Cosas que pueden volver a aparecer

Por: Procopio | 15 de Marzo 2019

Para el chileno de a pie, lo que hay en Rapa Nui es un auténtico misterio, salvo las ideas generales de moais y manutaras, aderezadas últimamente con atractivas danzas étnicas de modernizada y turística coreografía. Lo que sí sabemos es del tremendo proceso de deterioro ambiental que sufrió la isla, aunque la investigación reciente prueba que los nativos hicieron todo lo posible para protegerla.

Las excavaciones indican que fueron alternando el trabajo agrícola en diversas áreas, para que el suelo se fuera recuperando, dentro de lo posible, sabían que el agua era poca, que trataron de ahorrar en el consumo de madera, pero estaban condenados a quedar casi sin nada. La buena nueva es que ahora van a devolverle un árbol perdido y considerado extinto; el Toromiro.
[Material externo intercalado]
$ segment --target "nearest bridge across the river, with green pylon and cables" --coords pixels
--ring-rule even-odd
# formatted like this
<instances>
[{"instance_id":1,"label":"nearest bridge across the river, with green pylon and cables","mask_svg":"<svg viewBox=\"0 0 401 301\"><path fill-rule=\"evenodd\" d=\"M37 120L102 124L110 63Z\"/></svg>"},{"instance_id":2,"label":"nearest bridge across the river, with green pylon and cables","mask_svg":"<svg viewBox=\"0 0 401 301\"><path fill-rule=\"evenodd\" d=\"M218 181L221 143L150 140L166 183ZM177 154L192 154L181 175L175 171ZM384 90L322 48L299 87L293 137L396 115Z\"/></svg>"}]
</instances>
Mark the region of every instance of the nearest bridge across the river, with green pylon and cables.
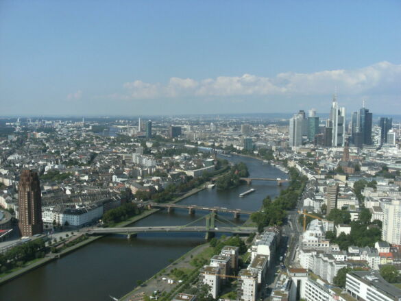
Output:
<instances>
[{"instance_id":1,"label":"nearest bridge across the river, with green pylon and cables","mask_svg":"<svg viewBox=\"0 0 401 301\"><path fill-rule=\"evenodd\" d=\"M193 226L198 221L205 219L205 226ZM215 225L215 221L219 225ZM232 233L232 234L251 234L257 232L257 228L238 226L228 219L217 217L215 212L200 217L191 223L183 226L147 226L147 227L125 227L125 228L92 228L88 229L86 234L89 235L102 235L102 234L124 234L128 239L136 236L138 233L146 232L206 232L206 239L215 236L215 233Z\"/></svg>"}]
</instances>

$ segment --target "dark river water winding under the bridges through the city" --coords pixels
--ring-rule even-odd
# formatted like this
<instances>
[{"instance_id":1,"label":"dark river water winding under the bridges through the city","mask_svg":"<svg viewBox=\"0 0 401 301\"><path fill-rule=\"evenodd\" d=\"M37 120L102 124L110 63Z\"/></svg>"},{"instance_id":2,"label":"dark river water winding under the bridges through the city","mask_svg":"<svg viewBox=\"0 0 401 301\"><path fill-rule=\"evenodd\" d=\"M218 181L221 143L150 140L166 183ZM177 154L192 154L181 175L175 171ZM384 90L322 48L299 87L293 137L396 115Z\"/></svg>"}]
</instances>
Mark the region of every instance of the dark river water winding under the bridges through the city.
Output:
<instances>
[{"instance_id":1,"label":"dark river water winding under the bridges through the city","mask_svg":"<svg viewBox=\"0 0 401 301\"><path fill-rule=\"evenodd\" d=\"M240 156L222 158L234 163L245 162L254 178L287 178L285 173L263 165L260 160ZM252 188L256 191L246 197L239 197L239 193L250 189L246 184L230 191L204 190L180 204L258 210L264 197L274 197L282 189L276 182L267 181L254 181ZM184 209L175 209L173 213L161 210L137 221L135 226L175 226L191 222L200 225L204 220L197 219L206 214L198 211L189 215ZM245 215L235 220L228 213L218 217L235 224L247 219ZM136 280L146 280L169 265L171 259L179 258L201 243L204 243L204 234L200 233L138 234L130 240L118 235L104 237L0 286L0 300L107 301L109 295L120 298L134 289Z\"/></svg>"}]
</instances>

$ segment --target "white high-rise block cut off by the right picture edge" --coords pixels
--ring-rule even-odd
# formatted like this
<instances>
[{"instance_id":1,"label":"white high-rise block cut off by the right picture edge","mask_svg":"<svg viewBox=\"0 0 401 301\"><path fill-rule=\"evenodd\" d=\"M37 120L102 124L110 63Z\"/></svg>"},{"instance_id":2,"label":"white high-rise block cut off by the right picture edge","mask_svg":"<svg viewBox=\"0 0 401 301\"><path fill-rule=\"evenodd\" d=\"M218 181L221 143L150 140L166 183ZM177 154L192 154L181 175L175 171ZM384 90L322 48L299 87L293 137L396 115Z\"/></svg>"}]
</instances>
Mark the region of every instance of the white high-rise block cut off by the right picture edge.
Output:
<instances>
[{"instance_id":1,"label":"white high-rise block cut off by the right picture edge","mask_svg":"<svg viewBox=\"0 0 401 301\"><path fill-rule=\"evenodd\" d=\"M383 211L382 240L401 245L401 201L383 203Z\"/></svg>"}]
</instances>

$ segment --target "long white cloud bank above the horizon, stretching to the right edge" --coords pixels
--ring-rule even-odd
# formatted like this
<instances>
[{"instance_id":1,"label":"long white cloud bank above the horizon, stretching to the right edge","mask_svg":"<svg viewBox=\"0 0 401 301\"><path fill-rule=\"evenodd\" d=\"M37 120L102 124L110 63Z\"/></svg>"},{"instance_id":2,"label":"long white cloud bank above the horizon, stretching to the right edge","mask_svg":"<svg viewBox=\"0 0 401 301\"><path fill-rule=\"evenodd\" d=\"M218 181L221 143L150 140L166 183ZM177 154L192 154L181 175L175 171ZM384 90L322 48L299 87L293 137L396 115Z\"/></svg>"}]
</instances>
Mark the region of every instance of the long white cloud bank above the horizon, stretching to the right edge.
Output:
<instances>
[{"instance_id":1,"label":"long white cloud bank above the horizon, stretching to the right edge","mask_svg":"<svg viewBox=\"0 0 401 301\"><path fill-rule=\"evenodd\" d=\"M232 96L302 96L327 95L335 87L343 95L361 95L386 91L399 94L401 64L379 62L354 70L319 71L315 73L280 73L276 77L219 76L196 81L191 78L171 77L167 84L147 83L141 80L127 82L127 95L122 99L156 99L181 97ZM73 94L81 96L81 92Z\"/></svg>"}]
</instances>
Georg Forster lo había descubierto en la isla durante el segundo viaje de Cook, que anduvo dando vueltas por allá en 1772. El arqueólogo Alfred Métraux había fotografiado en 1934 un último ejemplar, en el cráter Rano Kau, donde grandes peñascos lo protegían del ganado. Ese arbolito murió en 1960, quedando solamente unos pocos ejemplares desperdigados en unos pocos jardines botánicos y en jardines privados.

Macarena Gerding, investigadora de la Facultad de Agronomía de la UdeC, ha dado la feliz nueva del traslado de 80 especímenes de diez meses de vida, amorosamente cuidados y científicamente protegidos, de Toromiro, a Isla de Pascua.

Si prosperan estos arbolitos, se abre la puerta para hacer volver otras cosas perdidas, plantas desaparecidas, buenas costumbres olvidadas, en el pedir no hay engaño.